On Thursday, US Secretary of State Antony Blinken called for a further extension to a truce that has paused fighting between Hamas and Israel in Gaza for seven days, as the hours ticked down to its expiry.
“Clearly, we want to see this process continue to move forward,” he told reporters in Tel Aviv following a visit to Israel and the occupied West Bank. “We want an eighth day and beyond.”
Blinken also urged Israel to create safe zones for Palestinian civilians in Gaza before it resumes “major military operations” in the Hamas-ruled territory.
Israel “must put in place humanitarian civilian protection plans that minimize further casualties of innocent Palestinians,” he told reporters in Tel Aviv, “including by clearly and precisely designating areas and places in southern and central Gaza, where they can be safe and out of the line of fire.”

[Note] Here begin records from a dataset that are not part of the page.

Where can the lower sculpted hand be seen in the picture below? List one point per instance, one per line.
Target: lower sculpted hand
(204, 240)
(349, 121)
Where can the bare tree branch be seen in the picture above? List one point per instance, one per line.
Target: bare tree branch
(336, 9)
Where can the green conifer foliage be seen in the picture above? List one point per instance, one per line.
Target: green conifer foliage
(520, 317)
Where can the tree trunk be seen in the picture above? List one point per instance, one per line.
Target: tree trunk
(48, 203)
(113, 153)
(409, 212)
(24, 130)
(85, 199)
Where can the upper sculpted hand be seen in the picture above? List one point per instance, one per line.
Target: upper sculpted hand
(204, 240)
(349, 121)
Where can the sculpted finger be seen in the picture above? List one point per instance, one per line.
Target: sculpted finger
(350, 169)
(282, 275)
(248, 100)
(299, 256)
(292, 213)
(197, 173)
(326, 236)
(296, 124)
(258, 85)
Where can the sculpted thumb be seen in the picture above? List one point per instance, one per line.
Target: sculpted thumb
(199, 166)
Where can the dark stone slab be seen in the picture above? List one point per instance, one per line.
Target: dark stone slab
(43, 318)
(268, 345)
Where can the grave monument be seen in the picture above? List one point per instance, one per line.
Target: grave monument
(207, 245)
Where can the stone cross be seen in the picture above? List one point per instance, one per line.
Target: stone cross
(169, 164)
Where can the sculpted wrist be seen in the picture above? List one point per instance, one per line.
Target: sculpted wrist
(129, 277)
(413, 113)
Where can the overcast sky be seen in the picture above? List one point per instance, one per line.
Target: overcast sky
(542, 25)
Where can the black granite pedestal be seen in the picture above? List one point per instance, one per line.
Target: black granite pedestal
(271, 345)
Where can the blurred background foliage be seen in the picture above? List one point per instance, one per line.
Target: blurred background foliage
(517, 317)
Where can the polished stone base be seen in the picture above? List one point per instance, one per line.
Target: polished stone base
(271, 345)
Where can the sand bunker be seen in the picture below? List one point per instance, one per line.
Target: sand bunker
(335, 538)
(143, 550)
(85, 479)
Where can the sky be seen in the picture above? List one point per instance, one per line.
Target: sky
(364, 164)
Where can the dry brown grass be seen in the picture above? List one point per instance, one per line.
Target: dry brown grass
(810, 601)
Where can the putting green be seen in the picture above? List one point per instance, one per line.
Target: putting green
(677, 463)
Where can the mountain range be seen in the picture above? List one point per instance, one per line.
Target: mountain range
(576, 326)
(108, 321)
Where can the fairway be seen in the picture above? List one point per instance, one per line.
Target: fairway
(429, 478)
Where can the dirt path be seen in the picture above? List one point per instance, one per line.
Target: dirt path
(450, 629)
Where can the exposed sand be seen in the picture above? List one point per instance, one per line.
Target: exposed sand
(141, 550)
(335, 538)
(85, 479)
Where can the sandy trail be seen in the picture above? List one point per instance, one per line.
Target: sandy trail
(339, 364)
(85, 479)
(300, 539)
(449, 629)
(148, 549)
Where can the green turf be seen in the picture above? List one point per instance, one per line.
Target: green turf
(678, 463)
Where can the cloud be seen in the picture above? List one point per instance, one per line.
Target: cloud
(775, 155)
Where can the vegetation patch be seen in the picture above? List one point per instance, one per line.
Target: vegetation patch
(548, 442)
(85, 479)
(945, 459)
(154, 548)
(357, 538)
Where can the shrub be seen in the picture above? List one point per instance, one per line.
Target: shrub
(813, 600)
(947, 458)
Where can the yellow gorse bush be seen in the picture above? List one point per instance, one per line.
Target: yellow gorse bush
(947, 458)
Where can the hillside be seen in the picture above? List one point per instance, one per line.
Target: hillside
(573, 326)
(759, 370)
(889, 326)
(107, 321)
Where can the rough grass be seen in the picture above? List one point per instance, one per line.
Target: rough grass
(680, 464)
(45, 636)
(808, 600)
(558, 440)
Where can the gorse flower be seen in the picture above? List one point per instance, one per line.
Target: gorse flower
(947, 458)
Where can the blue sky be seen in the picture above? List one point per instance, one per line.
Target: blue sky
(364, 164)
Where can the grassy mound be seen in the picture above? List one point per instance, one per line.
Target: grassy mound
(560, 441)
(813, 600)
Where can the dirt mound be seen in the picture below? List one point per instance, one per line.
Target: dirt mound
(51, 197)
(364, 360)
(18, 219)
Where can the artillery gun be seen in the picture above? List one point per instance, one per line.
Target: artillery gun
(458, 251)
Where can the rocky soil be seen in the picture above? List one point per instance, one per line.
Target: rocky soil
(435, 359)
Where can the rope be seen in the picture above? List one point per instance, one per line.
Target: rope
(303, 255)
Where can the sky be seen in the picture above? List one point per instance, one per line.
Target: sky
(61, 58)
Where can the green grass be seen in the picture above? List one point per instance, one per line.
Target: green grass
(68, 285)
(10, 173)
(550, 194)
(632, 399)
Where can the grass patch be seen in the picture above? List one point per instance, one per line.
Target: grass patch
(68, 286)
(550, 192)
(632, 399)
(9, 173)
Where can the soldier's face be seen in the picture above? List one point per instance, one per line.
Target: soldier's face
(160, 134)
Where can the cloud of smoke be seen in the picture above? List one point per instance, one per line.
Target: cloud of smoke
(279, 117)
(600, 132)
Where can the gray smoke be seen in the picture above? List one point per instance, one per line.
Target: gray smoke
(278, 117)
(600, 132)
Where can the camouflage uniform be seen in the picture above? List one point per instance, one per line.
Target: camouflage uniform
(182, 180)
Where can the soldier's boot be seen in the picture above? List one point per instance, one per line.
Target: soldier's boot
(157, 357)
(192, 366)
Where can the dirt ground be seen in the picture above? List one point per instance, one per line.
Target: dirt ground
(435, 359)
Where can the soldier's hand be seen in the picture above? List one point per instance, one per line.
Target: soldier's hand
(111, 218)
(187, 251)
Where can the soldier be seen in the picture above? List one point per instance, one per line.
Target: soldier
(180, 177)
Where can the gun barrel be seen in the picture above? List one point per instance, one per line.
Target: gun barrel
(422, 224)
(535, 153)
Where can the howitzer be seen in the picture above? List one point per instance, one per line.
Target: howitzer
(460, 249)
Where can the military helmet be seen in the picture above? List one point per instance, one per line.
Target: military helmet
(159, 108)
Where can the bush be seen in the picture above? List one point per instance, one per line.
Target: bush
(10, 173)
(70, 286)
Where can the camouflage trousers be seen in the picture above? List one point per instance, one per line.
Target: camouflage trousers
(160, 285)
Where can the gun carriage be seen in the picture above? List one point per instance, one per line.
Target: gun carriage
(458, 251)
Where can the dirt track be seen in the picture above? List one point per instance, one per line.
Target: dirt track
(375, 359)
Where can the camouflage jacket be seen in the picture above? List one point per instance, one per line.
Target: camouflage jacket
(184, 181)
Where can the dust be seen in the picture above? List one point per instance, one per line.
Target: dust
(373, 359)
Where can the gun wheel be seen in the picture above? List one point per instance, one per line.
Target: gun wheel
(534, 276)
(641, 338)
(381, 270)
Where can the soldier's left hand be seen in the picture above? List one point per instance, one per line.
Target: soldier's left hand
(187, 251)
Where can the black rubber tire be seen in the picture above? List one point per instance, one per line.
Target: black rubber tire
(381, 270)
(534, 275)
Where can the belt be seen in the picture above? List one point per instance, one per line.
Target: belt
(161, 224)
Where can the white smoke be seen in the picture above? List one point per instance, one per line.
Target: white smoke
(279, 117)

He said protecting civilians meant avoiding further “significant displacement of civilians inside Gaza” as well as “damage to life (or) critical infrastructure like hospitals, like power stations, like water facilities.”
“And it means giving civilians who have been displaced in southern Gaza the choice to return to the north as soon as conditions permit.”
There should be no “enduring internal displacement,” he said.
Blinken said Israel was “capable of neutralizing the threat posed by Hamas while minimising harm to innocent men, women and children. And it has an obligation to do so.”
“I underscore the imperative of the United States that the massive loss of civilian life and displacement of the scale that we saw in northern Gaza not be repeated in the south,” he added.